Zur Entscheidung über die Berufungen der Angeklagten Mike Ma***** und Nico Ma***** werden die Akten vorerst dem Oberlandesgericht Innsbruck zugeleitet.
Den Angeklagten Mike Ma***** und Nico Ma***** fallen auch die durch ihre Nichtigkeitsbeschwerden verursachten Kosten des Rechtsmittelverfahrens zur Last.
Gründe:
[1] Mit dem angefochtenen Urteil wurden Sandra M***** des Verbrechens der betrügerischen Krida nach § 156 Abs 1 StGB (I 1 a und b) und des Vergehens des falschen Vermögensverzeichnisses nach § 292a StGB (I 2), Mike Ma***** und Nico Ma***** jeweils des Verbrechens der betrügerischen Krida nach §§ 12 dritter Fall, 156 Abs 1 StGB (II und III) und Dr. Hermann H***** des Verbrechens der betrügerischen Krida nach §§ 15, 12 zweiter Fall, 156 Abs 1 StGB (IV) schuldig erkannt.

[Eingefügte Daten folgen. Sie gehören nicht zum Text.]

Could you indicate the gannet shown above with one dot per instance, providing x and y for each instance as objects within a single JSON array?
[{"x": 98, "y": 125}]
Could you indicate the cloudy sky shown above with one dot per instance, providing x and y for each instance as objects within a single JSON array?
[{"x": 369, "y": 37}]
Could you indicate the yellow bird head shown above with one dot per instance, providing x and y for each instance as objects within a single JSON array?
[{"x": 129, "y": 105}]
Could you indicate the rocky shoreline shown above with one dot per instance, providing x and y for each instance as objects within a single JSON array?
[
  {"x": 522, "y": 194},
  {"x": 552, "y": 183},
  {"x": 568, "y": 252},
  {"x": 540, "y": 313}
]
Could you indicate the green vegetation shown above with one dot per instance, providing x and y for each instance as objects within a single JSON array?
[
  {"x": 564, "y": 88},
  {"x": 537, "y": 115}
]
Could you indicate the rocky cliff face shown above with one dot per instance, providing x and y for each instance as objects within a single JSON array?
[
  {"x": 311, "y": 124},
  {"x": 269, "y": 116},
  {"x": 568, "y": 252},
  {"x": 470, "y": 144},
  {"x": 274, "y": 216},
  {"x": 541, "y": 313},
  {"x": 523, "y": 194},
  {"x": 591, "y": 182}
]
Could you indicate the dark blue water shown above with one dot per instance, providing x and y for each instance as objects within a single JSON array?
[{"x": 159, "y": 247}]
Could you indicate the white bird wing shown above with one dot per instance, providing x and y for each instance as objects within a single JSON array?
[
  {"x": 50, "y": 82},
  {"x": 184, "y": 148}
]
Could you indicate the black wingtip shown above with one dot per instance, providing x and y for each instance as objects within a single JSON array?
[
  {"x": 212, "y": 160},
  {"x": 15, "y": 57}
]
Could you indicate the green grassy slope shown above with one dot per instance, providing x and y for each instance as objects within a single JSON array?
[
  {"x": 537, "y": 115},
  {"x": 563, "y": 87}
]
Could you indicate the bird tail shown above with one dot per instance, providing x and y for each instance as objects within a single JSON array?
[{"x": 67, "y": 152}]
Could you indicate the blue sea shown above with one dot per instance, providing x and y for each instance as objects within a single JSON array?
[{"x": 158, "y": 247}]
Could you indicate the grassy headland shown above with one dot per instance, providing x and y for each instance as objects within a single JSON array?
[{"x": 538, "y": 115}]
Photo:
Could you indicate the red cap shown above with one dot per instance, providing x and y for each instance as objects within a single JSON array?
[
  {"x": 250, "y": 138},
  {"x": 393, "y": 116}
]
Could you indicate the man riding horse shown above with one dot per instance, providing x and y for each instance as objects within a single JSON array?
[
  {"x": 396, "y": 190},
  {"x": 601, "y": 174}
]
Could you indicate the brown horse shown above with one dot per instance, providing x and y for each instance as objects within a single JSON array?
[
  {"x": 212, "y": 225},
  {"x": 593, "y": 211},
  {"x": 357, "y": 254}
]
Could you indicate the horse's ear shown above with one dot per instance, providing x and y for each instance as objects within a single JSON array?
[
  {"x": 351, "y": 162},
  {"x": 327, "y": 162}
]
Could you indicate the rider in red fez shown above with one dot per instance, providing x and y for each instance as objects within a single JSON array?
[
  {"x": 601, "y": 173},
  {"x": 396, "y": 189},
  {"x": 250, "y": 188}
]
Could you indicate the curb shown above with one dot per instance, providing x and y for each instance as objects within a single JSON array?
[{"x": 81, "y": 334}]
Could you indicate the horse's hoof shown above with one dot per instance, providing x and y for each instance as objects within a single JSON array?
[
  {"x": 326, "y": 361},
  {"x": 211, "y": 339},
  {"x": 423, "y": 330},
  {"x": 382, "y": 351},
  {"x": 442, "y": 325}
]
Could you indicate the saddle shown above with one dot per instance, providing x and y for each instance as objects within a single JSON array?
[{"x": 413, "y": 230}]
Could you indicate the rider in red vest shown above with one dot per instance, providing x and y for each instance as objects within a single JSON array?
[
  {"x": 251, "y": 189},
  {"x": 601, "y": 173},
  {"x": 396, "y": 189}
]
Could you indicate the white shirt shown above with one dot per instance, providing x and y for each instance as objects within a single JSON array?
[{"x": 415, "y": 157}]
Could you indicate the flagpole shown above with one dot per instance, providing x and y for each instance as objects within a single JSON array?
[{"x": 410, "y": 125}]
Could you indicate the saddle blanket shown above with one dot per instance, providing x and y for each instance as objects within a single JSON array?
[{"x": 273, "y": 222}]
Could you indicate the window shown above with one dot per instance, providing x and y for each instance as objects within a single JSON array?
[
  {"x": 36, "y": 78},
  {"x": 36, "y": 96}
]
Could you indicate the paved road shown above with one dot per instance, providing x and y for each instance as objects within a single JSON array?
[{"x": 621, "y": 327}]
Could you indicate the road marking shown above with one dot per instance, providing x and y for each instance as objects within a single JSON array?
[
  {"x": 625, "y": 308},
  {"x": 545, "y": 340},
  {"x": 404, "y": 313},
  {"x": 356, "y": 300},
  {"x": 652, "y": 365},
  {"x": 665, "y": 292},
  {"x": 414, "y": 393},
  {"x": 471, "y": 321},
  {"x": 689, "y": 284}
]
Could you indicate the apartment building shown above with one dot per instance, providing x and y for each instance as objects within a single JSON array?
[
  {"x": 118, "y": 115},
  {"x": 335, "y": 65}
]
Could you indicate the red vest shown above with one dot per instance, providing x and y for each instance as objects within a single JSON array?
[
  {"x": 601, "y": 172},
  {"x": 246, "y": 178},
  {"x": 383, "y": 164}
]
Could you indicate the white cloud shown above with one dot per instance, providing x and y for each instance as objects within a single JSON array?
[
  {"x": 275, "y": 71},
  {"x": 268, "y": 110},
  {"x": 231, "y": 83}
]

[2] Danach haben in I*****
(I) Sandra M*****
1) ihr Vermögen wirklich verringert und dadurch die Befriedigung ihrer Gläubiger oder wenigstens eines von ihnen zumindest im Ausmaß von 222.700 Euro geschmälert, nämlich
a) um den 22. März 2017, indem sie im Urteil näher bezeichnete Anteile an der Liegenschaft EZ ***** KG ***** im Wert von zumindest 200.000 Euro im Zuge einer gemischten Schenkung für lediglich 69.000 Euro an ihre Söhne Mike Ma***** und Nico Ma***** übergab, und
b) vom 22. Februar 2017 bis zum 31. Dezember 2017, indem sie zumindest 91.700 Euro für Glücksspiel, Pferdewetten und nicht ihren Lebensverhältnissen entsprechende Auslandsurlaube aufwendete (US 31), sowie
2) am 20. August 2018 im Zuge des Exekutionsverfahrens zu AZ ***** des Bezirksgerichts Innsbruck vor dem Gerichtsvollzieher Gerhard S***** ein falsches oder unvollständiges Vermögensverzeichnis, „in welchem sie die Frage nach unentgeltlichen Verfügungen (Schenkungen) über Vermögenswerte an Dritte innerhalb der letzten 2 Jahre verneinte“, unterzeichnet und dadurch die Befriedigung wenigstens eines Gläubigers gefährdet,
(II) Mike Ma***** und (III) Nico Ma***** jeweils zu der unter I 1 a genannten strafbaren Handlung beigetragen (§ 12 dritter Fall StGB), indem sie die gemischte Schenkung der Liegenschaftsanteile im Wert von zumindest 200.000 Euro annahmen und hiefür (solidarisch) lediglich 69.000 Euro an Gegenleistung vereinbarten und übergaben, weiters
(IV) Dr. Hermann H***** vom 26. Mai 2017 bis zum 30. Mai 2017 Sandra M***** zu bestimmen versucht, ihr Vermögen durch Vereinbarung eines um jedenfalls 15.000 Euro überhöhten Pauschalhonorars von (weiteren) 144.000 Euro und Bezahlung des Betrags vom Treuhandkonto auf das Geschäftskonto der Dr. ***** GmbH um jedenfalls 15.000 Euro zu verringern und hiedurch die Befriedigung ihrer Gläubiger oder wenigstens eines von ihnen zu vereiteln oder zu schmälern (US 27 ff).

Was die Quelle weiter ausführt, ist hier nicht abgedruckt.